How much can you take?

What are you, my sensei or something? How many 5th Wavers am I going to have to kill?

As it turns out, at least three. I count that many semiautomatic rifles lying on the other side of the missing door, but it’s an educated guess. Hard to tell when the troops have been blown to pieces. I slip through the mess and sprint down the hall, leaving bloody boot prints in my wake.

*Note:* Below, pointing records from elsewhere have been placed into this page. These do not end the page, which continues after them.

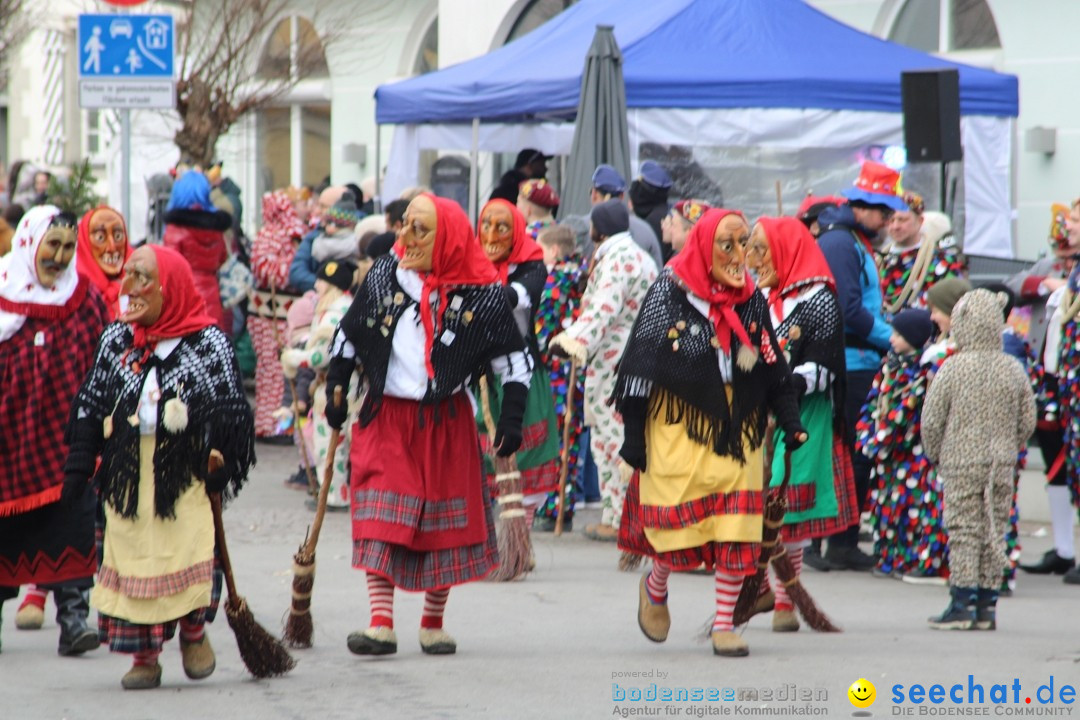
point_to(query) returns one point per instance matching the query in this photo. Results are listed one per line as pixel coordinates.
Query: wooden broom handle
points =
(567, 421)
(215, 503)
(324, 490)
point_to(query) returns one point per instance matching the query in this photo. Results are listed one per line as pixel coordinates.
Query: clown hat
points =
(877, 185)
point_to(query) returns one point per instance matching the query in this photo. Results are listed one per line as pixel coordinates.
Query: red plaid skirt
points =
(847, 505)
(731, 558)
(421, 512)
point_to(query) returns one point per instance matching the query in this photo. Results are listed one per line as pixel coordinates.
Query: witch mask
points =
(418, 235)
(729, 252)
(497, 232)
(108, 241)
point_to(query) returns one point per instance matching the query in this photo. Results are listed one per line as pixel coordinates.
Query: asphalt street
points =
(562, 643)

Red light. Siren. Voice. “GENERAL ORDER FOUR IS NOW IN EFFECT. YOU HAVE ONE MINUTE TO REPORT . . .” Somewhere on the base, the next bomb goes off, meaning two things: Ringer’s still at large, and she’s got one bomb left. I’m a building away from the command center, beneath which is the bunker that houses the Wonderland room. It’s also, as Ringer pointed out numerous times, a dead end. If we get trapped or cornered, there won’t be any vinciting to our patituring.

Little Red Ridinghood Lost Her Way. The clever mnemonic device I came up with to navigate this next-to-last building. I hang a left at the first juncture, then a right, then another right, then a left. Her stands for high, meaning I hit the first stairwell after Lost. Of course, I could have just used the word high, but that would ruin the mnemonics. Little Red Ridinghood’s Lost Highway? Come on.

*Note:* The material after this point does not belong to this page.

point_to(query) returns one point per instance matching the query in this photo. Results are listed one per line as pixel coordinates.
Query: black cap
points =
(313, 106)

I don’t see anyone, don’t hear anyone except the eerie General Order Four voice echoing down the empty halls—“YOU HAVE THIRTY SECONDS”—and now I’m starting to get a very bad feeling about this General Order Four business, and I’m cursing Ringer, because obviously General Order Four must be an important piece of intel she either should have known about or chose not to mention for reasons only clear to her.

As I race up the stairs, the final countdown begins: “TEN SECONDS . . . NINE . . . EIGHT . . . SEVEN . . . SIX . . .”

Landing. One more flight. Then straight ahead to the walkway that connects this building with the command center. Almost there, Cassie. You’ve got this.

“THREE . . . TWO . . . ONE.”

I shove open the door.

Total darkness smashes down.

82

NO LIGHT. NO SIREN. No voice so soothing, it’s unnerving. Total dark, utter silence. My first thought is that Ringer must have cut the power. My next thought is how odd that would be, since we never discussed cutting the power. My third thought? Same as the one on the chopper: Ringer’s a plant, a double agent, working with Vosch to accomplish his nefarious scheme for total world domination. Probably a power-sharing arrangement: Very well, it’s decided. You will control all territory west of the Mississippi . . .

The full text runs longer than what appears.